Stone G N, Purvis A
Department of Zoology, Oxford University, UK.
J Comp Physiol B. 1992;162(3):284-95. doi: 10.1007/BF00357536.
This study examines the relationship between warm-up rate, body mass, metabolic rate, thermal conductance and normothermic body temperature in heterothermic mammals during arousal from torpor. Predictions based on the assumption that the energetic cost of arousal has been minimised are tested using data for 35 species. The observation that across-species warm-up rate correlates negatively with body mass is confirmed using a comparative technique which removes confounding effects due to the non-independence of species data due to shared common ancestry. Mean warm-up rate during arousal correlates negatively with basal metabolic rate and positively with the temperature difference through which the animal warms, having controlled for other factors. These results suggest that selection has operated to minimise the overall energetic cost of warm-up. In contrast, peak warm-up rate during arousal correlates positively with peak metabolic rate during arousal, and negatively with thermal conductance, when body mass has been taken into account. These results suggest that peak warm-up rate is more sensitive to the fundamental processes of heat generation and loss. Although heterothermic marsupials have lower normothermic body temperatures and basal metabolic rates, marsupials and heterothermic eutherian mammals do not differ systematically in warm-up rate. Pre-flight warm-up rates in one group of endothermic insects, the bees, are significantly higher than predictions based on rates of arousal of a mammal of the same body mass.

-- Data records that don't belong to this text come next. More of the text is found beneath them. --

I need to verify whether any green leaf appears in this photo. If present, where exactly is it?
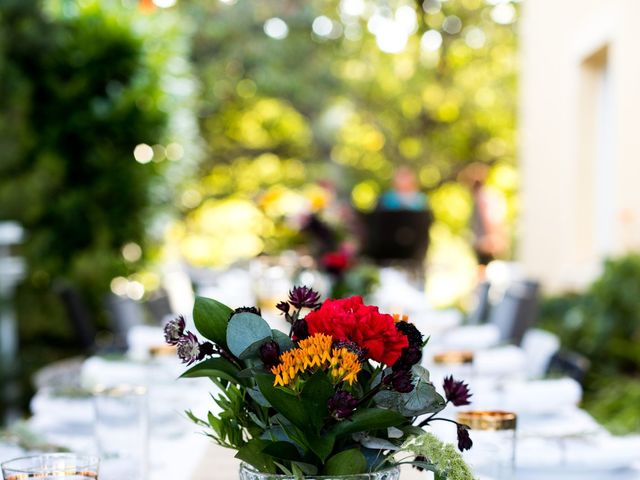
[271,330,296,352]
[262,442,303,462]
[256,375,309,430]
[193,297,233,348]
[235,438,276,473]
[226,312,271,358]
[323,448,367,475]
[180,358,242,383]
[305,433,336,463]
[300,370,335,433]
[332,408,407,437]
[373,379,446,417]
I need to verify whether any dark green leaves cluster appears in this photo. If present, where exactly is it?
[183,298,444,475]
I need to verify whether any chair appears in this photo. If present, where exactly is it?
[465,282,491,325]
[55,283,96,350]
[360,210,433,262]
[547,350,591,385]
[104,293,146,348]
[489,280,540,345]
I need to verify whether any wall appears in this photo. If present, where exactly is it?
[517,0,640,290]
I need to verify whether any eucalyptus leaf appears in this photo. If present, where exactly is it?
[332,408,407,437]
[226,312,271,358]
[271,329,296,352]
[193,297,233,348]
[235,438,276,473]
[322,448,367,475]
[181,358,242,383]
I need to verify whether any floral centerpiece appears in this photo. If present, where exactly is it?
[165,287,473,480]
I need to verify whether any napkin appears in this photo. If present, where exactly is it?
[439,324,500,351]
[502,378,582,414]
[516,433,640,473]
[473,345,527,377]
[522,328,560,378]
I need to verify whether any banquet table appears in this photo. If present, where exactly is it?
[0,268,640,480]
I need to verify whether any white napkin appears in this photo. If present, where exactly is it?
[516,433,640,472]
[522,328,560,378]
[127,325,165,360]
[518,407,605,438]
[439,324,500,351]
[473,345,527,377]
[502,378,582,414]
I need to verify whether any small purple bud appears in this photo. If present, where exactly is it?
[442,375,471,407]
[291,318,309,342]
[383,370,415,393]
[260,340,280,369]
[178,332,200,365]
[289,286,320,309]
[164,315,185,345]
[393,346,422,371]
[276,301,291,315]
[457,424,473,452]
[396,322,422,348]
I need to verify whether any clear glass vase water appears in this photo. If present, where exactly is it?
[240,463,400,480]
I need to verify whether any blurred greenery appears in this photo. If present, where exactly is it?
[541,253,640,432]
[0,0,185,418]
[169,0,517,306]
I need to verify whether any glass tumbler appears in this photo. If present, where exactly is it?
[0,453,99,480]
[458,410,517,480]
[93,385,149,480]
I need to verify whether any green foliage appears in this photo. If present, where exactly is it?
[0,0,166,291]
[324,448,367,475]
[541,254,640,432]
[402,432,474,480]
[171,0,517,270]
[193,297,238,346]
[183,298,464,478]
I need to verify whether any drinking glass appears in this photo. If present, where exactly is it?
[458,410,517,480]
[0,453,99,480]
[93,385,149,480]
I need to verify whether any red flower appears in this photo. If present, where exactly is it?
[321,252,349,275]
[305,297,409,365]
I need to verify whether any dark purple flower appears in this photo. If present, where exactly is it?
[289,286,320,309]
[327,390,358,420]
[260,340,280,368]
[291,318,309,341]
[383,370,415,393]
[276,301,291,314]
[332,340,367,363]
[231,307,262,316]
[442,375,471,407]
[396,321,422,348]
[164,315,185,345]
[412,455,427,472]
[458,424,473,452]
[178,332,201,365]
[198,342,220,360]
[393,347,422,371]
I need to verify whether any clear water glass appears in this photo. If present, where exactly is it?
[93,385,149,480]
[0,453,99,480]
[457,410,517,480]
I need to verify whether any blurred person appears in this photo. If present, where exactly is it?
[462,163,508,281]
[378,166,428,210]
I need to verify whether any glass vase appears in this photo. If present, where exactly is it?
[240,463,400,480]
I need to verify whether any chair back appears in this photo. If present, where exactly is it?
[360,210,433,261]
[489,281,540,345]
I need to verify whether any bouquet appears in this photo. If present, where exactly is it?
[165,286,473,480]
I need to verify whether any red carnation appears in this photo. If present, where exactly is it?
[305,297,409,365]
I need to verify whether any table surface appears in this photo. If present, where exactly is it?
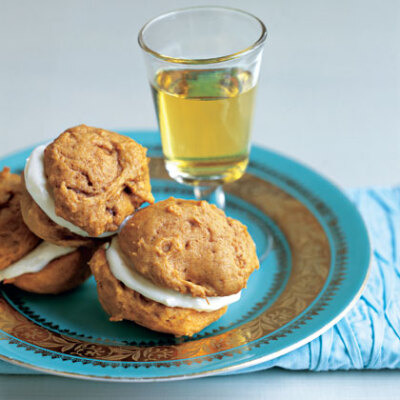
[0,0,400,399]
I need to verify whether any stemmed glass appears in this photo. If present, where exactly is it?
[139,7,267,208]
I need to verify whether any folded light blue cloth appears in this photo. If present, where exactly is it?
[0,187,400,374]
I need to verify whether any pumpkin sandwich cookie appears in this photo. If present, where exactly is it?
[0,168,93,294]
[89,198,259,336]
[21,125,154,247]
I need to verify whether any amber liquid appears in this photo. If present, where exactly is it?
[152,68,255,184]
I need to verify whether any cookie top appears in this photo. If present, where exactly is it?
[0,168,40,269]
[118,198,259,297]
[44,125,154,236]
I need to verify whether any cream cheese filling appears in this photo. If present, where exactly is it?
[0,242,76,282]
[106,237,241,312]
[24,144,116,238]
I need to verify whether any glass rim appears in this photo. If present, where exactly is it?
[138,6,267,64]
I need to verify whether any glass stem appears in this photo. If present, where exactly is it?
[194,185,225,210]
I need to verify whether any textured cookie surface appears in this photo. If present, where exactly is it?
[118,198,259,297]
[44,125,154,236]
[4,247,93,294]
[21,179,98,247]
[0,168,40,269]
[90,249,227,336]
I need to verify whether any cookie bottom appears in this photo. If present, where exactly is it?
[3,247,93,294]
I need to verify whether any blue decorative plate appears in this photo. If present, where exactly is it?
[0,132,370,381]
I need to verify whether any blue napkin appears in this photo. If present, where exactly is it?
[0,187,400,374]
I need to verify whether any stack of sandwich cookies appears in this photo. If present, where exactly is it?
[90,198,259,336]
[0,168,93,294]
[0,125,153,294]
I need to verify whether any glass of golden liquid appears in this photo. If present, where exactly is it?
[139,6,267,208]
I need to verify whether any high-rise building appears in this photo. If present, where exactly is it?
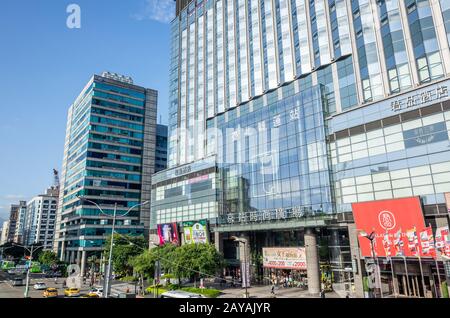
[0,221,9,245]
[14,201,27,244]
[54,73,157,272]
[152,0,450,296]
[155,124,168,172]
[7,201,23,242]
[23,187,59,246]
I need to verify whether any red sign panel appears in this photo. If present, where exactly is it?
[352,197,430,257]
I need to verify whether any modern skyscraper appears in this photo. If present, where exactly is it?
[152,0,450,296]
[0,221,9,245]
[7,201,26,242]
[23,187,59,246]
[54,73,157,272]
[14,201,27,244]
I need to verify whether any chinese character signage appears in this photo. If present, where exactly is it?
[263,247,306,270]
[352,197,430,257]
[158,223,179,245]
[183,220,209,244]
[220,206,314,224]
[391,85,449,112]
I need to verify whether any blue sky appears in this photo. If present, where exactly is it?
[0,0,174,219]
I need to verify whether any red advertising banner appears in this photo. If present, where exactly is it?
[352,197,430,257]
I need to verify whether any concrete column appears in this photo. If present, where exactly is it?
[76,251,81,266]
[214,232,223,252]
[239,235,252,281]
[305,228,321,295]
[80,251,86,277]
[348,223,364,298]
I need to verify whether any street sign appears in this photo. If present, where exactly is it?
[352,258,358,274]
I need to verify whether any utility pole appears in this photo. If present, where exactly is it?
[105,202,117,298]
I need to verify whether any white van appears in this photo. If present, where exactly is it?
[160,290,206,298]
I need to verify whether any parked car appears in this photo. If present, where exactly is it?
[11,277,25,287]
[89,287,103,298]
[33,282,47,290]
[160,290,206,298]
[42,288,58,298]
[64,288,80,297]
[81,293,100,298]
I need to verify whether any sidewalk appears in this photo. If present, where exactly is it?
[218,286,341,298]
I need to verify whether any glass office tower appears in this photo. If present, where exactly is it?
[151,0,450,296]
[54,72,157,272]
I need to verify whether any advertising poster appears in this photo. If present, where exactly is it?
[263,247,306,270]
[393,229,405,256]
[420,226,436,258]
[158,223,179,245]
[406,228,420,257]
[436,226,450,258]
[352,197,429,257]
[183,220,209,244]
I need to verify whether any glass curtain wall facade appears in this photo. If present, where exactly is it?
[54,73,157,268]
[159,0,450,296]
[169,0,450,167]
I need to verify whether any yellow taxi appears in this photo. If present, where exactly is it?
[81,293,100,298]
[64,288,80,297]
[42,288,58,298]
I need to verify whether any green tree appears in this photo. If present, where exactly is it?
[104,234,147,276]
[129,244,176,278]
[38,251,59,267]
[173,244,223,282]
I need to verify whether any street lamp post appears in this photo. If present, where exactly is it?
[231,236,250,298]
[14,244,51,298]
[360,231,383,298]
[78,197,149,298]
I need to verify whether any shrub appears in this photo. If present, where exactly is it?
[145,286,168,297]
[120,276,138,282]
[181,287,222,298]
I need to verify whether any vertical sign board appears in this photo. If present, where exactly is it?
[241,262,250,288]
[183,220,209,244]
[352,197,429,257]
[158,223,179,245]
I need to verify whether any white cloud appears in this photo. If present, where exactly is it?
[133,0,175,23]
[4,194,25,200]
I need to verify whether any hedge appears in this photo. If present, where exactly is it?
[181,287,222,298]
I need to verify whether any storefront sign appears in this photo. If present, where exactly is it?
[158,223,179,245]
[219,206,314,224]
[263,247,306,270]
[175,166,192,177]
[352,197,429,257]
[241,262,251,288]
[391,85,449,112]
[183,220,208,244]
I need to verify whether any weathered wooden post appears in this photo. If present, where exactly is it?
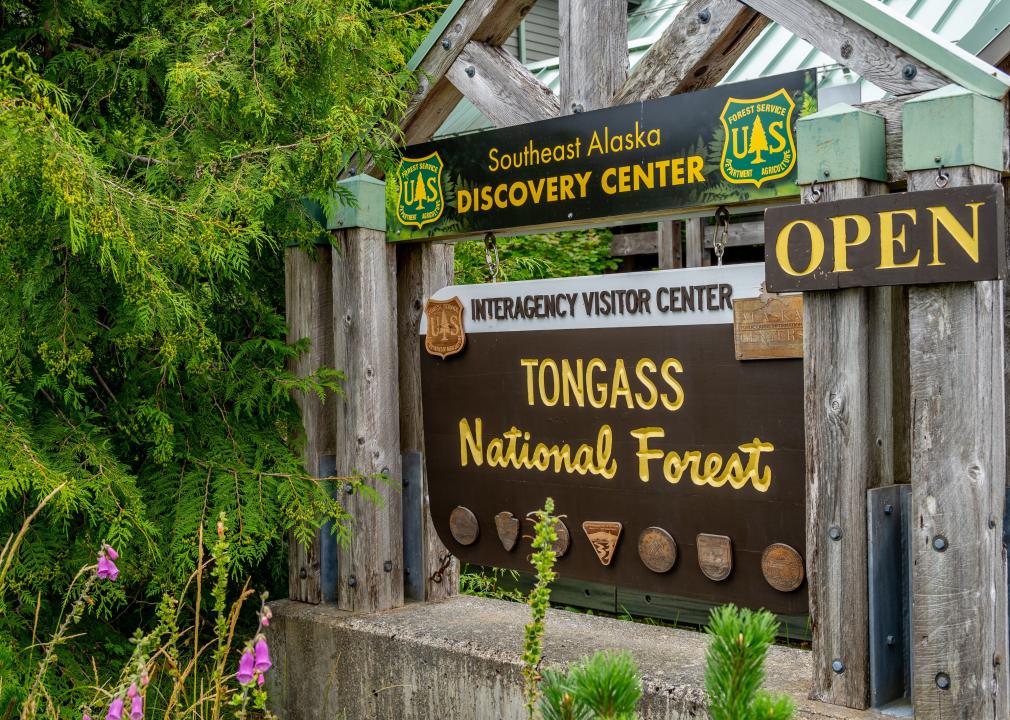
[284,238,336,603]
[797,105,903,708]
[396,242,460,600]
[330,175,403,612]
[903,85,1008,720]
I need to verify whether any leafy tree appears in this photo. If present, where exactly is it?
[0,0,439,706]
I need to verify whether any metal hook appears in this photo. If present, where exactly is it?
[807,180,824,203]
[936,165,950,188]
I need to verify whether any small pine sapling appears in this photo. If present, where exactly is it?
[522,498,558,720]
[705,605,795,720]
[540,652,641,720]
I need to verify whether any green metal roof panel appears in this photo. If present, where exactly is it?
[435,0,1010,137]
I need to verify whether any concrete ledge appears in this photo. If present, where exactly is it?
[268,597,877,720]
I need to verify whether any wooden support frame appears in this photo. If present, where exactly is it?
[908,166,1008,720]
[612,0,768,105]
[446,40,561,127]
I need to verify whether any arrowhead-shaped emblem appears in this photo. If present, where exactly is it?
[582,520,624,565]
[495,510,519,550]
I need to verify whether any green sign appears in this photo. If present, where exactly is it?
[387,70,817,240]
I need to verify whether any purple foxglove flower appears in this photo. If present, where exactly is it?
[105,698,123,720]
[129,695,143,720]
[254,637,274,673]
[235,650,256,685]
[98,552,119,581]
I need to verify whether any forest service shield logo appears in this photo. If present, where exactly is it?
[719,89,796,188]
[424,298,467,359]
[396,151,445,230]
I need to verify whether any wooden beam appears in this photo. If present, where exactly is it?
[558,0,628,115]
[332,228,403,612]
[657,220,684,270]
[284,245,336,604]
[613,0,768,105]
[396,242,460,600]
[908,166,1007,720]
[803,180,890,708]
[743,0,950,95]
[446,40,561,127]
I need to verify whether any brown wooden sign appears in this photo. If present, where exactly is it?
[765,185,1004,292]
[419,265,807,614]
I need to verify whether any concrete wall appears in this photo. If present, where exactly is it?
[268,597,874,720]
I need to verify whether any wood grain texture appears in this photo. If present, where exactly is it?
[803,180,889,709]
[331,228,403,612]
[684,217,708,268]
[908,167,1008,720]
[655,220,684,270]
[396,242,460,600]
[399,0,533,144]
[284,246,336,604]
[558,0,628,115]
[446,40,561,127]
[613,0,768,105]
[743,0,950,95]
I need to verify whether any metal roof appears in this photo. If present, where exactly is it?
[435,0,1006,137]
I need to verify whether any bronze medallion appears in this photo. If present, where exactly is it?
[733,295,803,359]
[448,505,481,545]
[582,520,624,565]
[697,532,733,583]
[638,527,677,573]
[424,298,467,359]
[554,518,572,557]
[761,542,804,593]
[495,510,519,550]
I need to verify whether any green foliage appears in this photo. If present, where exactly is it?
[0,0,439,707]
[455,229,620,285]
[540,652,641,720]
[522,498,558,720]
[705,605,794,720]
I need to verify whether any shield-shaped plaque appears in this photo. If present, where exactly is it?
[424,298,467,359]
[697,532,733,583]
[495,510,519,550]
[582,520,623,565]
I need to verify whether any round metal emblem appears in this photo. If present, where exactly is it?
[638,527,677,573]
[761,542,804,593]
[448,505,481,545]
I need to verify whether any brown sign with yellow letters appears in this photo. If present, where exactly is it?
[765,185,1004,292]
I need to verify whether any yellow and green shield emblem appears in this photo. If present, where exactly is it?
[396,152,445,229]
[719,89,796,188]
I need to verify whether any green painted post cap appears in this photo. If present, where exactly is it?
[901,85,1003,171]
[796,103,887,185]
[326,175,386,232]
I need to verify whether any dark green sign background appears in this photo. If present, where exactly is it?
[387,70,817,240]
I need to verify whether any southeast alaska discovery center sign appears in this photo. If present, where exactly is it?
[419,264,807,614]
[386,70,816,240]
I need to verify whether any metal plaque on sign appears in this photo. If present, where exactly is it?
[448,506,481,545]
[638,527,677,573]
[582,520,621,565]
[495,510,519,550]
[733,295,803,361]
[697,532,733,583]
[424,298,467,359]
[761,542,804,593]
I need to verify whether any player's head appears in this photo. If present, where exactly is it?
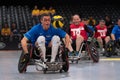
[99,19,105,27]
[52,15,64,28]
[40,14,51,30]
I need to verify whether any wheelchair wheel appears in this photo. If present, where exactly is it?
[89,43,99,62]
[62,49,69,72]
[18,51,28,73]
[105,41,115,57]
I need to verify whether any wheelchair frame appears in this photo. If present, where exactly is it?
[18,44,69,73]
[69,38,99,63]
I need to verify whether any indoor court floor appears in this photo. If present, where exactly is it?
[0,50,120,80]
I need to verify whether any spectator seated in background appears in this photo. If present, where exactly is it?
[105,15,113,34]
[1,23,11,41]
[111,19,120,49]
[69,14,93,56]
[88,16,96,26]
[82,18,95,36]
[11,23,21,41]
[95,20,110,52]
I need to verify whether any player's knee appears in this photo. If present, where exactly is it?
[37,36,45,46]
[52,36,60,46]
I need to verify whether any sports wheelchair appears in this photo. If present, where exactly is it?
[105,39,120,57]
[69,37,99,63]
[18,43,69,74]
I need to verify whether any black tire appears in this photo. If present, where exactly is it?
[105,41,115,57]
[18,51,28,73]
[88,43,99,63]
[62,49,69,72]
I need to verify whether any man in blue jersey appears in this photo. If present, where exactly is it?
[111,19,120,45]
[21,14,70,62]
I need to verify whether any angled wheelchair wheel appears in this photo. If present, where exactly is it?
[88,43,99,63]
[18,44,33,73]
[105,41,115,57]
[62,49,69,72]
[18,51,28,73]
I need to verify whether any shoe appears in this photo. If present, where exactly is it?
[75,51,79,56]
[21,53,30,63]
[50,59,55,63]
[69,51,75,56]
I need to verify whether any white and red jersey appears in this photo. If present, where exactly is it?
[95,25,107,38]
[70,22,87,40]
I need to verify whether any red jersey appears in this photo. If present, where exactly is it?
[70,22,87,40]
[95,25,107,38]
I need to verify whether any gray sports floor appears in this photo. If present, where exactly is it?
[0,51,120,80]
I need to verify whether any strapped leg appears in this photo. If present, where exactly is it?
[36,36,46,61]
[50,36,60,62]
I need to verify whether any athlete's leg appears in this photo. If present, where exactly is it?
[50,36,61,62]
[36,36,46,61]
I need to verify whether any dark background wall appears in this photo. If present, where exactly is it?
[0,0,119,7]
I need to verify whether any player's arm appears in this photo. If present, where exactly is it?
[21,37,28,53]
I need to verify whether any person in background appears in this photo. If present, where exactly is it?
[21,14,73,62]
[69,14,93,56]
[95,19,110,52]
[32,5,40,24]
[1,23,11,41]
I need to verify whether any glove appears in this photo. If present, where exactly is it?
[22,53,30,63]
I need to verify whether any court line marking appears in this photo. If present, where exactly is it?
[100,58,120,61]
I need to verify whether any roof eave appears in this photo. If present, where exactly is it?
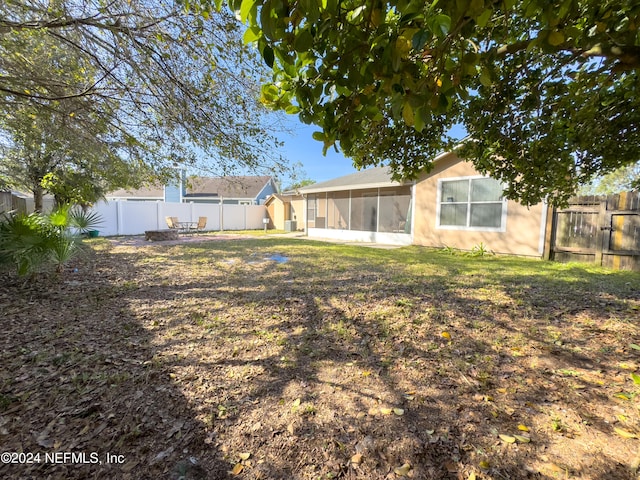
[299,182,413,195]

本研究考察了异温哺乳动物从蛰伏状态苏醒期间,热身速率、体重、代谢率、热传导以及正常体温之间的关系。基于唤醒能量消耗已降至最低这一假设所做的预测,利用35个物种的数据进行了检验。运用一种比较技术证实了跨物种热身速率与体重呈负相关,该技术消除了由于共同祖先导致物种数据非独立性所产生的混杂效应。在控制了其他因素后,苏醒期间的平均热身速率与基础代谢率呈负相关,与动物升温的温差呈正相关。这些结果表明,自然选择作用于将热身的总体能量消耗降至最低。相比之下,在考虑体重因素时,苏醒期间的最高热身速率与苏醒期间的最高代谢率呈正相关,与热传导呈负相关。这些结果表明,最高热身速率对产热和散热的基本过程更为敏感。尽管异温有袋类动物的正常体温和基础代谢率较低,但有袋类动物和异温真兽类哺乳动物在热身速率上并无系统性差异。一组恒温昆虫(蜜蜂)飞行前的热身速率显著高于基于相同体重哺乳动物唤醒速率所做的预测。